Local inhabitants occasionally attempted to provide food to the detainees. Olexandra Sh., born in 1924, recalled visiting the club to see a Jewish seamstress named Rosa, whom she had known in Odesa. Rosa was sometimes permitted to leave during the day to sew clothing for villagers in exchange for food. Harsh detention conditions, hunger, and disease led to the deaths of a number of prisoners. According to Mykolai K., born in 1931, those who died were buried in an anti-tank ditch near the kolkhoz orchard.
After one to two weeks of confinement, the remaining detainees were murdered during an Aktion carried out on March 10, 1942. The massacre was perpetrated by German colonists (Volksdeutsche) from Tartakai under the supervision of a German officer, with the assistance of Romanian guards.
The victims were marched in groups to the outskirts of Marianivka. Near the orchard of the Menzhinsky kolkhoz, they were forced to undress to their underwear and then escorted several hundred meters further to the killing site. There, they were positioned at the edge of the pre-existing lime pit and shot in the back of the neck. Victims who did not fall directly into the pit were pushed inside by two Jewish prisoners forced to carry out this task.

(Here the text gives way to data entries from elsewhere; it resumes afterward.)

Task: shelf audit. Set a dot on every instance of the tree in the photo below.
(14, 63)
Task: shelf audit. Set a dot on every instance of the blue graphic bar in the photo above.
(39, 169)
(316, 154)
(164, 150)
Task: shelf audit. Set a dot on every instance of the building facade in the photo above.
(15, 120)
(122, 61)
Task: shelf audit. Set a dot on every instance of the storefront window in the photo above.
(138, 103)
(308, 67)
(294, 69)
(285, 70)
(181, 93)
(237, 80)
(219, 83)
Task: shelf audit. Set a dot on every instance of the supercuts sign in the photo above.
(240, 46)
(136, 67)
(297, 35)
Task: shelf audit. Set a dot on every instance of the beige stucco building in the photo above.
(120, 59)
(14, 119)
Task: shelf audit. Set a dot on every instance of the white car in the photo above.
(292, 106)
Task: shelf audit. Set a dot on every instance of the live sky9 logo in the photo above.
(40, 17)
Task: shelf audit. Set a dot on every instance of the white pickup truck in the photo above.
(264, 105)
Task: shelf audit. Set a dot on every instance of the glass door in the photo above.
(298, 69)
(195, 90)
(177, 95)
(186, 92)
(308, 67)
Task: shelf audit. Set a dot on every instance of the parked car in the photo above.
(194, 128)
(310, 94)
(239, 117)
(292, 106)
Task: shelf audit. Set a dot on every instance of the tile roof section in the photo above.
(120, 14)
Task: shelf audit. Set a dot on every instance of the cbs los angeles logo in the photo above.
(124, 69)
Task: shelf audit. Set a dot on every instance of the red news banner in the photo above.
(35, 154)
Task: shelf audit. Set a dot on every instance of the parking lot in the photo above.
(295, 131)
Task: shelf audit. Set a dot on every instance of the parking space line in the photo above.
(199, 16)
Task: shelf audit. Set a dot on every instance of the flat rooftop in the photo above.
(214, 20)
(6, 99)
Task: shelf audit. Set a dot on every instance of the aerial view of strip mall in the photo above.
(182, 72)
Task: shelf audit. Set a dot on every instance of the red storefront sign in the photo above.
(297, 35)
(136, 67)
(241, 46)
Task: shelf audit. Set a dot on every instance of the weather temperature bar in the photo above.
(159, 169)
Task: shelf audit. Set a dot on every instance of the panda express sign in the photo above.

After the shooting, the bodies, including those of victims who were still wounded, were doused with gasoline and burned in an attempt to conceal the crime. Approximately 800 Jews were murdered during the Aktion, including an estimated 470 children. To date, no memorial marks the killing site.
It is known that at least one person survived. A 17-year-old Jewish girl reportedly escaped from the lime pit through an opening connected to a heating flue. She was sheltered by the aunt of Pavel P., born in 1932, who hid her in her home in the nearby village of Viktorivka.